Cleveland Police Chief Wayne Drummond quietly retired and was sworn in as chief again in January.
The chief retired Jan. 12 and took a new oath of office the following day. Mayor Justin Bibb’s press secretary confirmed the move in response to questions from Signal Cleveland on Tuesday.
A 33-year police veteran, Drummond had been part of a deferred retirement program known as DROP. The program, offered by the Ohio Police and Fire Pension Fund, allows longtime first responders to increase their pension benefits if they remain on the force.
Drummond reached the end of the eight-year DROP program and had to retire, according to press secretary Marie Zickefoose. According to a fact sheet on the DROP program, enrollees who don’t retire after eight years will lose the additional benefits they accrued.
“Mayor Bibb chose to retain Chief Drummond,” she wrote in an email to Signal Cleveland. “Due to the separation from the Division and subsequent rehiring, a secondary oath of office was administered.”
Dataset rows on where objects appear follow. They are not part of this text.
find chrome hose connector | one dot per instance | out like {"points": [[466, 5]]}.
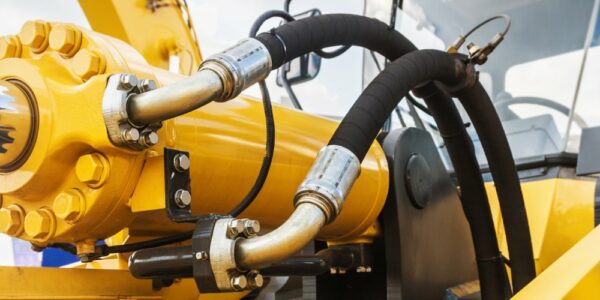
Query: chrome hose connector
{"points": [[240, 66], [329, 180]]}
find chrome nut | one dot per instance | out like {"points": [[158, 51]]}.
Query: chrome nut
{"points": [[183, 198], [251, 227], [239, 283]]}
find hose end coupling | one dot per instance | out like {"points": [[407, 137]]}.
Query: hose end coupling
{"points": [[329, 180], [240, 66]]}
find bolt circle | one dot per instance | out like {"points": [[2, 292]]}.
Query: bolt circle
{"points": [[34, 34], [183, 198], [69, 205], [40, 224], [87, 64], [10, 46], [65, 39]]}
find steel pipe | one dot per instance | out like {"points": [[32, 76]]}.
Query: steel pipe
{"points": [[288, 239]]}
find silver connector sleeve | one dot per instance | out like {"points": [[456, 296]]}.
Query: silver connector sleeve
{"points": [[221, 77], [330, 179]]}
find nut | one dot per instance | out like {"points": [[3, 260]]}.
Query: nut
{"points": [[90, 169], [146, 85], [239, 282], [10, 46], [39, 224], [34, 34], [235, 228], [251, 227], [128, 82], [131, 135], [149, 139], [181, 162], [65, 39], [69, 205], [255, 280], [11, 220], [202, 255], [183, 198], [87, 63]]}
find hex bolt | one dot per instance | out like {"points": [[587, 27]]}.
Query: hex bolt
{"points": [[131, 135], [146, 85], [87, 64], [34, 34], [183, 198], [255, 279], [181, 162], [239, 282], [149, 139], [202, 255], [10, 46], [11, 220], [90, 169], [235, 228], [128, 82], [65, 40], [39, 224], [251, 227], [69, 205]]}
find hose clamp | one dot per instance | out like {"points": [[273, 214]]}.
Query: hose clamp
{"points": [[240, 66], [329, 180]]}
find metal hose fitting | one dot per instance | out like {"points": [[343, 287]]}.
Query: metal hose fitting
{"points": [[318, 201], [221, 77]]}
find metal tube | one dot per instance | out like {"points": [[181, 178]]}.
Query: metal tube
{"points": [[302, 227], [176, 99]]}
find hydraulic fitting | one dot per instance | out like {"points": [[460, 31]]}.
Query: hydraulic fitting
{"points": [[220, 78], [329, 180]]}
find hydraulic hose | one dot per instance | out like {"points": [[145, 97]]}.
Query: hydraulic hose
{"points": [[473, 198], [480, 109]]}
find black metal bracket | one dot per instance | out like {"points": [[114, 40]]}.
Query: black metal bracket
{"points": [[177, 182]]}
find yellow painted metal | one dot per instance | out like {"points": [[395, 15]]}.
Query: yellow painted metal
{"points": [[77, 283], [560, 213], [82, 187], [18, 125], [158, 29], [575, 275]]}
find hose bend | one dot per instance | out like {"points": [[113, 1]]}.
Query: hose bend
{"points": [[288, 239]]}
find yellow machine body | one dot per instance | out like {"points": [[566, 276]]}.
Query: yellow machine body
{"points": [[78, 187]]}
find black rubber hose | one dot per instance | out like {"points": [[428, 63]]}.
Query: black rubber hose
{"points": [[480, 109], [311, 34], [473, 198]]}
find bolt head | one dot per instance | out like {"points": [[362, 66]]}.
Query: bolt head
{"points": [[181, 162], [34, 34], [89, 168], [10, 46], [128, 82], [65, 39], [150, 139], [69, 205], [183, 198], [147, 85], [255, 280], [202, 255], [87, 64], [11, 220], [38, 224], [235, 228], [239, 282], [131, 135], [251, 227]]}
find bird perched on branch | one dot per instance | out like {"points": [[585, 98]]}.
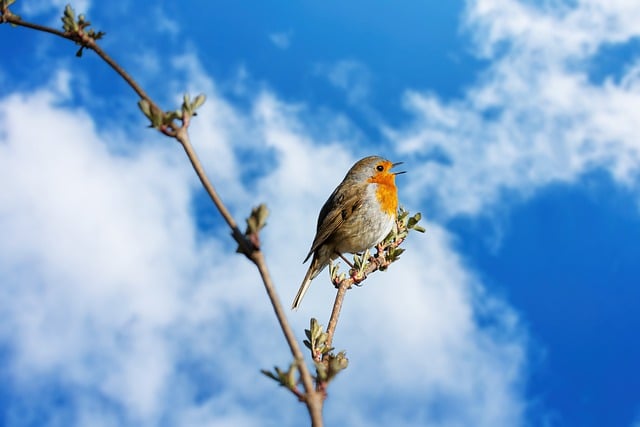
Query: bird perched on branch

Retiring and returning to the job typically enables a public employee to collect both pension benefits and a regular city salary. The city did not say whether Drummond would be receiving both sources of income.
The practice, derided as “double dipping,” is not uncommon among public officials. The previous police chief, Calvin Williams, retired and was hired by Mayor Frank Jackson in 2018. The chiefs before Williams, Michael McGrath and Martin Flask, also retired and were rehired.